Novitch, Miriam
NOVITCH, MIRIAM
NOVITCH, MIRIAM (1908–1990), Holocaust historian. Novitch was born in Yurtishki, White Russia. She studied at the gymnasium in Vilna and at the Superior School for the Languages of Eastern Europe. She traveled to France before World War ii and as a French resistance fighter was arrested in June 1943 and taken to the Vittel camp in France. After being liberated by the Americans in 1944, she devoted her life to Holocaust research. She arrived in Ereẓ Israel in 1946 and was a founder of kibbutz Loḥamei ha-Getta'ot, and its Holocaust museum in 1949. She was the first curator of the museum. She was also a pioneer in collecting film on the Holocaust. She brought archival material from Eastern and Western Europe to the museum, collecting material in Poland, Germany, Czechoslovakia, Spain, Belgium, Italy, and Switzerland. She did pioneering research soon after World War ii on the Sobibor death camp, Greek Jewry in the Holocaust, and the confiscation of Jewish art.
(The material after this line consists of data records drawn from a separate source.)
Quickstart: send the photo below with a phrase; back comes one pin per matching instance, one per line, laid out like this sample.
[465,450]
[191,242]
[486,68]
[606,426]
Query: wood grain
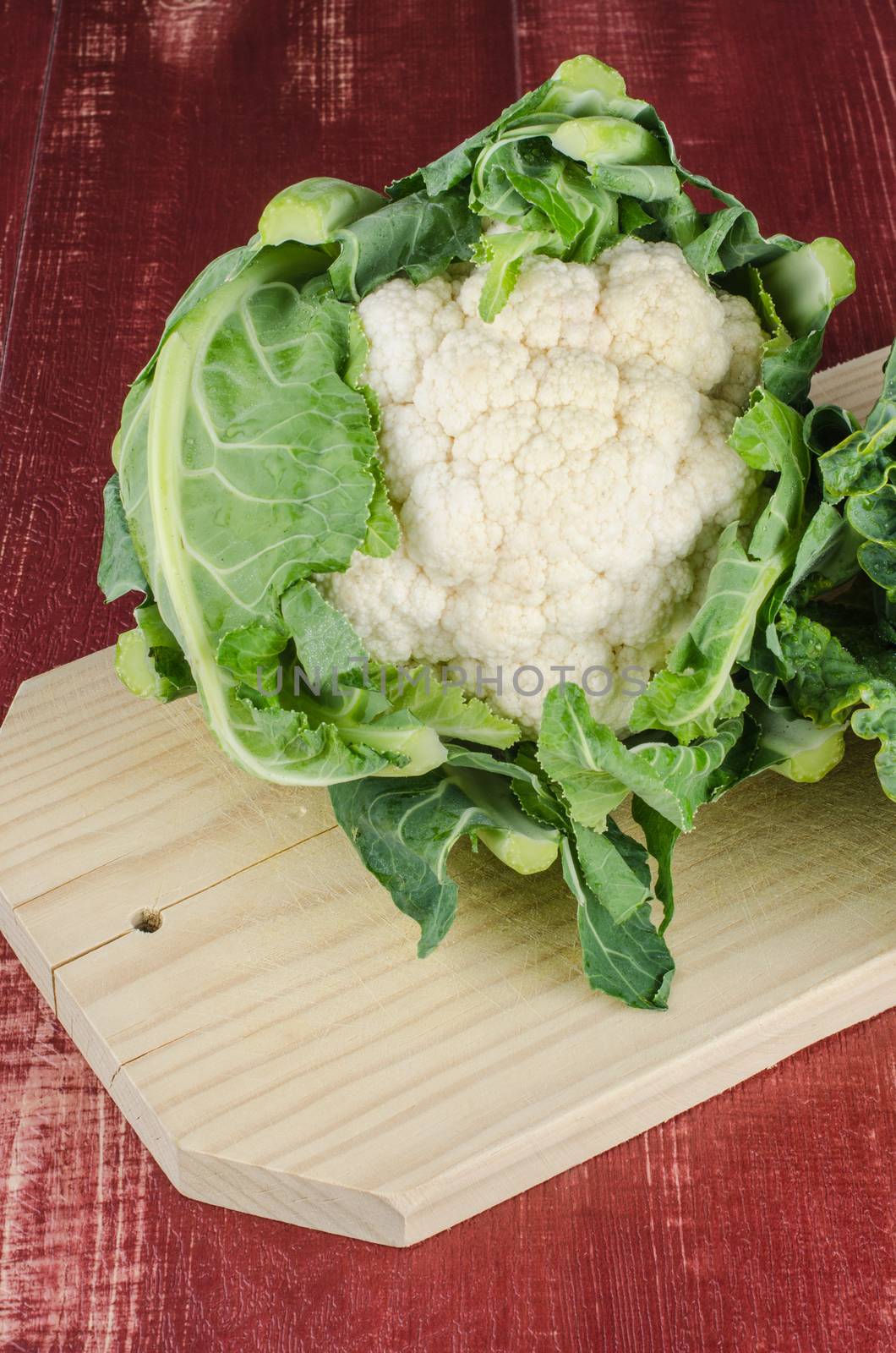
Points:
[281,1049]
[760,1221]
She was a model to many younger researchers and helped them with scholarships and research. She made many trips to Europe in the early years following the Holocaust when research was difficult and countries were closed to such initiatives.
She published the following books: Women and The Holocaust, Personal Reflections (1965); Le Passage Des Barbares, Contribution a l'Histoire de la Deportation et de la Resistance des Juifs Grecs (1967, 1982); La Verite sur Treblinka (1967); Sobibor – Camp of Death and Revolt (1979); Spiritual Resistance: Art from Concentration Camps 1940–1945 – A Selection of Drawings and Paintings from the Collection of Kibbutz Lohamei Haghetaot (1981); and Le Genocide des Tziganes sous le Regime Nazi (1968).